Seorang peserta dari Yogya, yang berprofesi sebagai pembuat logo, mengaku nyata-nyata telah menjadi korban AI. Sejak maraknya penggunaan AI, orderan bikin logo UMKM jadi merosot. Dia mengeluh, “Dulu lewat TikTok saya rata-rata sebulan dapat tujuh sampai delapan orderan. Sekarang cuma dapat satu atau dua.”
Beng Rahardian, seorang ilustrator, komikus, karikaturis, dan dosen seni rupa IKJ, tidak menampik kegamangan tersebut. Dia bilang, maraknya penggunaan AI juga menjadi perbincangan hangat di kalangan orang-orang industri kreatif.
Yang jelas, kini ilustrasi menjadi “mainan” semua orang, bukan cuma monopoli para ilutrator saja. Asal jago ngeprompt, jadilah karya. “AI sudah mengubah skema kerja dunia. AI sudah hadir, tidak bisa ditolak. Yang penting, tempatkan AI sebagai alat atau tool, bukan justru AI memperalat kita,” katanya saat menjadi narasumber di webinar tersebut.
Menurutnya, sesempurna-sempura karya artificial intelligences, itu hanyalah hasil “generative”. Penggeneralisasian dengan cara merangkum dari semua data yang tersedia. AI kerjanya hanya membuat sesuatu, bukan berkreasi.
Sedangkan karya buatan manusia
selalu “personal”, mirip sidik jari yang tidak sama pada setiap orang. Maka Beng
Rahardian berpesan, “munculkanlah dirimu” dalam setiap karya kreatifmu. Jadilah
yang khas, dengan cara meningkatkan kompetensi yang tidak dapat dilakukan AI.

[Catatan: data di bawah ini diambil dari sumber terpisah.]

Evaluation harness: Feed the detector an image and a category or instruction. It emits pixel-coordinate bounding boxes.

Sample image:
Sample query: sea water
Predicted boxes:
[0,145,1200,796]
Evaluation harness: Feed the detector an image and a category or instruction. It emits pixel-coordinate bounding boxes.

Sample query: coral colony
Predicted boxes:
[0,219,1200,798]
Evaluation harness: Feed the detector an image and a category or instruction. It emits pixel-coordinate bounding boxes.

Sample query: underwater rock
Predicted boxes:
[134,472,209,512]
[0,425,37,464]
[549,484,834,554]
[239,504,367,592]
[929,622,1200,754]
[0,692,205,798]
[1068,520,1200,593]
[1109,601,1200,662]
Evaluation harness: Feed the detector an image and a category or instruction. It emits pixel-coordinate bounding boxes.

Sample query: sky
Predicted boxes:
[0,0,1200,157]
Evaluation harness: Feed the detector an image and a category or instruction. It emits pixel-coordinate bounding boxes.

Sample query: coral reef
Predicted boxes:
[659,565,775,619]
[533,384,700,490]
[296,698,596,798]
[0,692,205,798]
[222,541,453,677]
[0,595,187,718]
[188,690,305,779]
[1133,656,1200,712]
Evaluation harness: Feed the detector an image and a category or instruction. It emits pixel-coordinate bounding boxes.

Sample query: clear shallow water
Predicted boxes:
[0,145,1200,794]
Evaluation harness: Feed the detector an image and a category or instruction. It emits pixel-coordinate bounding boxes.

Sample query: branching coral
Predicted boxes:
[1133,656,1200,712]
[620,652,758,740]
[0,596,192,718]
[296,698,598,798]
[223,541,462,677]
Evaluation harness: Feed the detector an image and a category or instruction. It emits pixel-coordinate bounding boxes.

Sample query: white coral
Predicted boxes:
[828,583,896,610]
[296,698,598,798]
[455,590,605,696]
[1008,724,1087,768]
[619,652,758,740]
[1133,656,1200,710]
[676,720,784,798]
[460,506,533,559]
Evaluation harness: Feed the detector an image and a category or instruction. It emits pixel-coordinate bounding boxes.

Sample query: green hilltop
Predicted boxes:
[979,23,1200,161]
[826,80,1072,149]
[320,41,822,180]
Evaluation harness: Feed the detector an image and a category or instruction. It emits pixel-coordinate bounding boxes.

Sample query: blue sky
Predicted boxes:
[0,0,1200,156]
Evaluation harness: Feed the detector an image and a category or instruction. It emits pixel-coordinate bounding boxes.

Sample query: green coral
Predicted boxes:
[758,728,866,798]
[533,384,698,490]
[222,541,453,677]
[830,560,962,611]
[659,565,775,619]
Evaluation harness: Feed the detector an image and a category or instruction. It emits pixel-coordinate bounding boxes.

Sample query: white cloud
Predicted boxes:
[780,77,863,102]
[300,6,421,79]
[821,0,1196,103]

Bukan bermaksud menghibur diri, dia mengajak kita untuk tetap optimistis dalam menyikapi keadaan.
”Masih ada kok pihak-pihak yang meminta gambar buatan tangan, yang memang hasilnya lebih humanis. Penerbit Gramedia sampai sekarang masih komitmen, tetap memilih human untuk pembuatan cover buku-bukunya. Kecuali untuk keperluan promo-promo kecil, mereka pakai AI karena butuh kecepatan,” kata pemenang Kosasih Award kategori komik cerita terbaik tahun 2007 dan 2014 itu.
Sejarah menunjukkan saat teknologi tercipta, peradaban juga tercipta. Dulu ketika muncul teknologi televisi, banyak yang mengira koran dan radio bakal mati. Tetapi ternyata dugaan itu tidak sepenuhnya benar, meski harus diakui jumlah media cetak dan audio menjadi berkurang. Dari analogi itu, terlihat bahwa konten (informasi/berita) tidak mati, yang mati adalah mediumnya.
Oleh karena itu Beng berpandangan bahwa produk AI yang dapat dibuat dengan cepat dan massif akan membuat harganya menjadi murah. Sedangkan karya manusia dibuat untuk memenuhi “need” sehingga harganya akan tetap mahal. “Memang kolamnya akan mengecil, tetapi ikannya bisa lebih besar.”
Jadi, seorang illustrator sebaiknya perlu pakai AI atau tidak? Dijawab, itu soal pilihan. Jangan ikut arus tetapi juga jangan lambat arus. Main sewajarnya sesuai kapasitas diri.
“Saya menyarankan, pakailah AI untuk kegiatan awal seperti mencari ide, mengumpulkan bahan dan data. Tetapi untuk final jangan pakai AI,” kata komikus yang karyanya rutin muncul di Koran Tempo (minggu) dan Koran Sindo itu.
Prinsipnya, jangan mencari “kesempurnaan”
hasil, tetapi carilah personalisasi, karena karya seni itu menyangkut rasa. Juga
sering-sering personal branding, munculkan karya, agar cepat dikenal publik.